Enhanced Transformer architecture for in-context learning of dynamical systems
Matteo Rufolo, Dario Piga, Gabriele Maroni, Marco Forgione
TL;DR
This work enhances in-context learning for dynamical systems by embedding a probabilistic learning objective into a Transformer-based meta-model, enabling predictive uncertainty via a Gaussian output. It introduces non-contiguous context handling and arbitrary initial-condition inputs, plus a recurrent patching scheme to efficiently process long sequences. Empirical results on Wiener–Hammerstein systems show that longer context windows yield RMSEs approaching the noise floor $\approx$ $0.1$ and that the model can quantify uncertainty through $\mu$ and $\sigma$ outputs, even under distribution shifts with successful fine-tuning. The approach promises practical benefits for meta-state estimation and synthetic-data-based system identification, with ongoing work to scale and further reduce computation.
Abstract
Recently introduced by some of the authors, the in-context identification paradigm aims at estimating, offline and based on synthetic data, a meta-model that describes the behavior of a whole class of systems. Once trained, this meta-model is fed with an observed input/output sequence (context) generated by a real system to predict its behavior in a zero-shot learning fashion.
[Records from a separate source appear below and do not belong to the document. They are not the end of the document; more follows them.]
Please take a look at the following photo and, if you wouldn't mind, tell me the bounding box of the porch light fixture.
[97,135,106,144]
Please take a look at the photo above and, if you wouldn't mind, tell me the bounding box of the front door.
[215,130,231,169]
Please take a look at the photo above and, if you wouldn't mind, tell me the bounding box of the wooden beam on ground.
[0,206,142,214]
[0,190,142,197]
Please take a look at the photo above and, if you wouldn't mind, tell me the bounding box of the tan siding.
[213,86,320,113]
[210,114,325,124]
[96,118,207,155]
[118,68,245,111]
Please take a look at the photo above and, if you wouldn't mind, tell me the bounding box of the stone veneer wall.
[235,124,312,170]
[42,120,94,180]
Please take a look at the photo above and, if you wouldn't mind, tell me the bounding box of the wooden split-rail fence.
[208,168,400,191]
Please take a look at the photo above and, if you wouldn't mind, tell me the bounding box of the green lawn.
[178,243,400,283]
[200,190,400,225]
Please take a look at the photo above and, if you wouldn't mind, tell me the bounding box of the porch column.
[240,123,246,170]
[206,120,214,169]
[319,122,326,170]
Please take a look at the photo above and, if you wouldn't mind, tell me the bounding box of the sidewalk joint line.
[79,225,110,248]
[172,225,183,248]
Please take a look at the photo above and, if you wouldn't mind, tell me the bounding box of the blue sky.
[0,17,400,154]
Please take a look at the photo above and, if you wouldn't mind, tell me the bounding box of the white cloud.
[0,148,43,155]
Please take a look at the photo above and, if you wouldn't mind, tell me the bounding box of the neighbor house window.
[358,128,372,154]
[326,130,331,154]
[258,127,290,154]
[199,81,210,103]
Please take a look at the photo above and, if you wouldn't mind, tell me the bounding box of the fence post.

In this paper, we enhance the original meta-modeling framework through three key innovations: by formulating the learning task within a probabilistic framework; by managing non-contiguous context and query windows; and by adopting recurrent patching to effectively handle long context sequences. The efficacy of these modifications is demonstrated through a numerical example focusing on the Wiener-Hammerstein system class, highlighting the model's enhanced performance and scalability.